# NDSS 2026: Practice and Hallucination Suppression of Lightweight Large Language Models in Security Incident Response

> This post introduces the open-source project accompanying the NDSS 2026 accepted paper, proposing a lightweight LLM-based decision support method for security incident response. It addresses large model hallucination issues through fine-tuning, information retrieval, and decision-theoretic planning, can run on ordinary hardware, and publicly releases the first security incident response fine-tuning dataset.

- 板块: [Openclaw Llm](https://www.zingnex.cn/en/forum/board/openclaw-llm)
- 发布时间: 2026-06-02T11:45:14.000Z
- 最近活动: 2026-06-02T11:50:58.166Z
- 热度: 162.9
- 关键词: 网络安全, 事件响应, 大语言模型, LLM, 模型幻觉, 微调, DeepSeek, Qwen, NDSS, 安全运营, SOC, 开源数据集, 决策支持, 生成式AI
- 页面链接: https://www.zingnex.cn/en/forum/thread/ndss-2026
- Canonical: https://www.zingnex.cn/forum/thread/ndss-2026
- Markdown 来源: floors_fallback

---

## NDSS 2026 Paper Introduction: Practice and Hallucination Suppression of Lightweight LLMs in Security Incident Response

This post introduces the open-source project accompanying the NDSS 2026 accepted paper (GitHub repo: Kim-Hammar/llm_incident_response_ndss26, released on 2026-06-02). The core content is a lightweight LLM-based decision support method for security incident response, which solves model hallucination through domain-specific fine-tuning, information retrieval enhancement, and decision-theoretic planning. It can run on ordinary hardware and publicly releases the first security incident response fine-tuning dataset. Keywords: Cybersecurity, Incident Response, LLM, Model Hallucination, Fine-tuning, DeepSeek, Qwen, NDSS, Open-source Dataset, Decision Support

## Research Background and Problem Definition

Traditional security incident response relies on manual experience, which is inefficient and error-prone. While LLMs offer possibilities for automated decision-making, they face core challenges: model hallucination (generating seemingly reasonable but incorrect responses); existing solutions rely on prompt engineering for cutting-edge large models, which are costly and difficult to deploy on ordinary hardware. The team from the University of Melbourne and Imperial College London proposed a lightweight LLM approach to address these issues.

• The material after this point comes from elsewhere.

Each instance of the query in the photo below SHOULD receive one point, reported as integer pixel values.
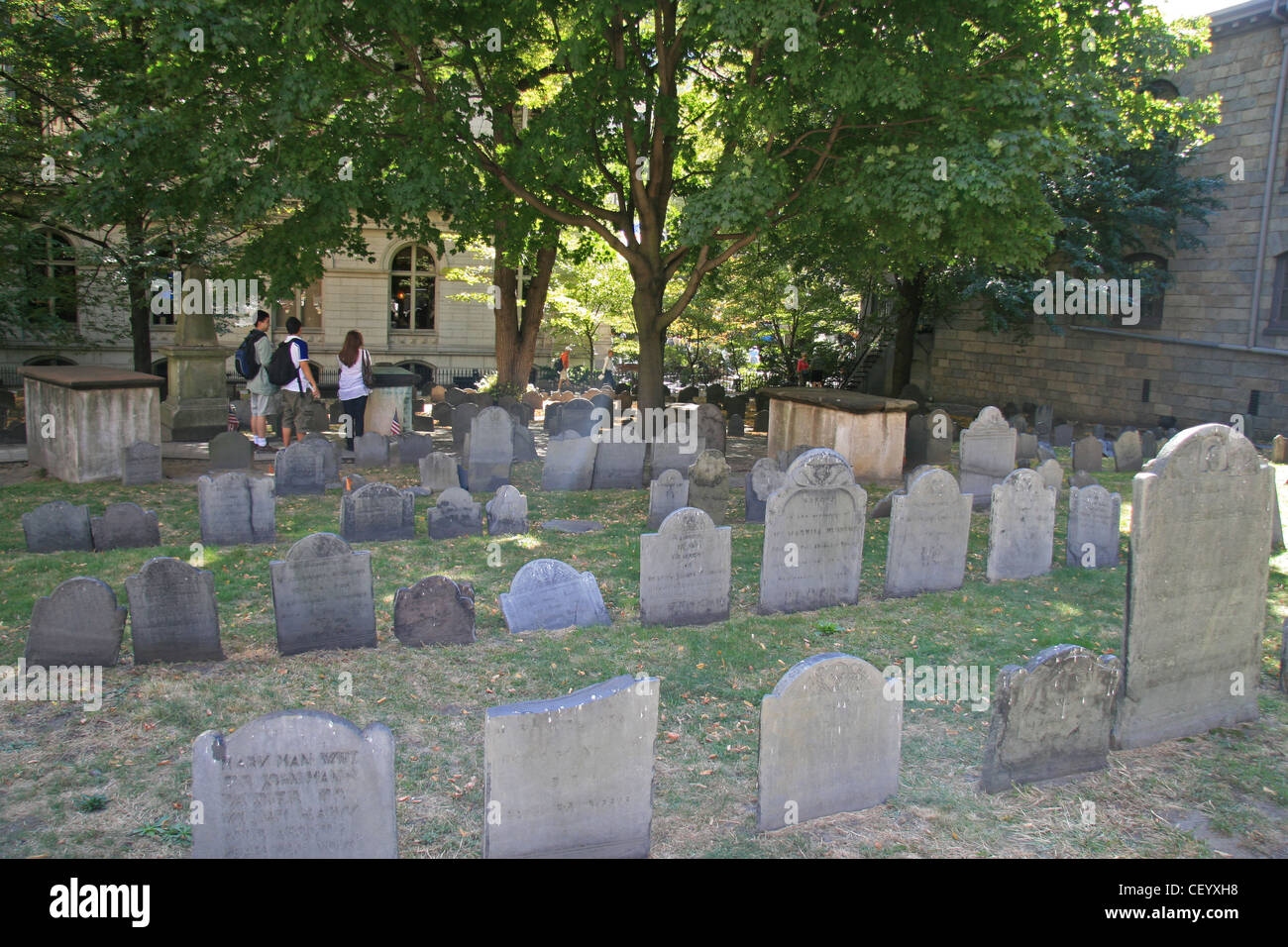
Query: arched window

## Core Innovations and Technical Approaches

This method solves the problem through three key technologies: 1. Domain-specific fine-tuning: Build the first public security incident response fine-tuning dataset, fine-tune the DeepSeek-R1-Distill-Qwen-14B model to master professional knowledge and decision-making patterns; 2. Information retrieval enhancement: Retrieve similar historical cases and best practices to reduce hallucination; 3. Decision-theoretic planning: Evaluate the long-term impact of action sequences to ensure response feasibility. After optimization, it can run on ordinary consumer-grade GPUs, lowering the deployment threshold.

## System Architecture and Workflow

The system has three stages: The input stage receives system logs, alerts, and other data, preprocessing them into structured formats; The processing stage: The fine-tuned LLM obtains background knowledge through the retrieval module, infers combined with input, and the decision-theoretic planning module selects the optimal response sequence; The output stage generates a structured response plan (including specific actions, execution reasons, expected effects) for analysts to understand or automated processing.

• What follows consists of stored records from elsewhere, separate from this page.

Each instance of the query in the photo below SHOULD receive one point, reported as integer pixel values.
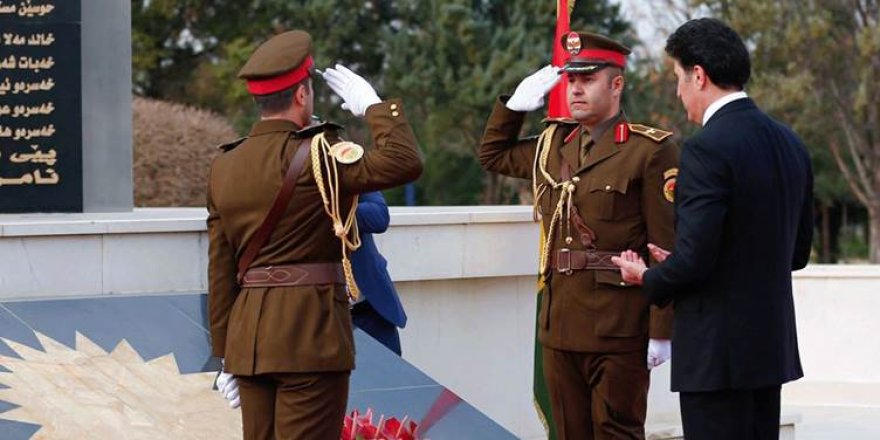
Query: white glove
(357, 93)
(228, 387)
(659, 351)
(529, 94)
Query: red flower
(357, 427)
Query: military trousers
(597, 395)
(293, 406)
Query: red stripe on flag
(557, 106)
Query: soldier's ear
(700, 76)
(301, 94)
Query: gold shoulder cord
(538, 190)
(346, 231)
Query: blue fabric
(370, 269)
(364, 317)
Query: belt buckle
(564, 268)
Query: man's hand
(659, 351)
(357, 93)
(658, 252)
(228, 387)
(529, 94)
(632, 267)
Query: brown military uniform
(593, 326)
(293, 340)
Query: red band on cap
(608, 56)
(280, 82)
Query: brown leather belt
(567, 260)
(305, 274)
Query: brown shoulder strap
(587, 235)
(278, 207)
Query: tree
(816, 63)
(454, 58)
(449, 60)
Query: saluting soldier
(279, 309)
(602, 185)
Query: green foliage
(816, 67)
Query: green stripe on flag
(539, 388)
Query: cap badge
(573, 43)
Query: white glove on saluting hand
(228, 387)
(529, 94)
(659, 351)
(357, 93)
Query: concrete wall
(106, 106)
(467, 280)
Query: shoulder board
(655, 134)
(229, 146)
(560, 121)
(312, 130)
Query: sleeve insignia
(229, 146)
(346, 152)
(669, 177)
(655, 134)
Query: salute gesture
(529, 94)
(357, 93)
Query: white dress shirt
(721, 102)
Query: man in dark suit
(743, 222)
(380, 312)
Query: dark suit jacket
(743, 223)
(370, 268)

## Detailed Explanation of Open-source Resources

The project open-sources complete artifacts: 1. Fine-tuning dataset: The first public one, hosted on Hugging Face, containing real scenarios and expert-annotated responses covering multiple attack types; 2. Model weights: Based on DeepSeek-R1-Distill-Qwen-14B, using LoRA parameter-efficient fine-tuning with reasonable file size; 3. Reproducible code: Python library with functions for dataset loading, fine-tuning, response generation, etc., supporting macOS/Ubuntu and compatible with Python 3.8-3.13.

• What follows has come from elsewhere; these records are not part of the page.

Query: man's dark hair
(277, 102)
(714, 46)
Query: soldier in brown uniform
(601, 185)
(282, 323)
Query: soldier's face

## Experimental Validation and Performance Evaluation

Experiments verify effectiveness: 1. Hallucination suppression: Hallucination rate is significantly reduced after fine-tuning, and information retrieval further improves accuracy; 2. Response quality: Expert blind evaluation shows it is close to human expert level, with excellent performance in responding to common attacks; 3. Efficiency: Single response generation time is in seconds on RTX8000, and it runs stably on 16GB VRAM devices, meeting real-time requirements.

## Application Scenarios, Limitations, and Future Directions

Application scenarios: SOC auxiliary decision-making (shortening response time), security training (as learning materials), SOAR automation orchestration (integrating with platforms). Limitations: Limited coverage of attack types, mainly optimized for English, large-scale concurrency latency issues. Future work: Expand the dataset (add new attacks/industry scenarios), multi-language support, model quantization and inference acceleration.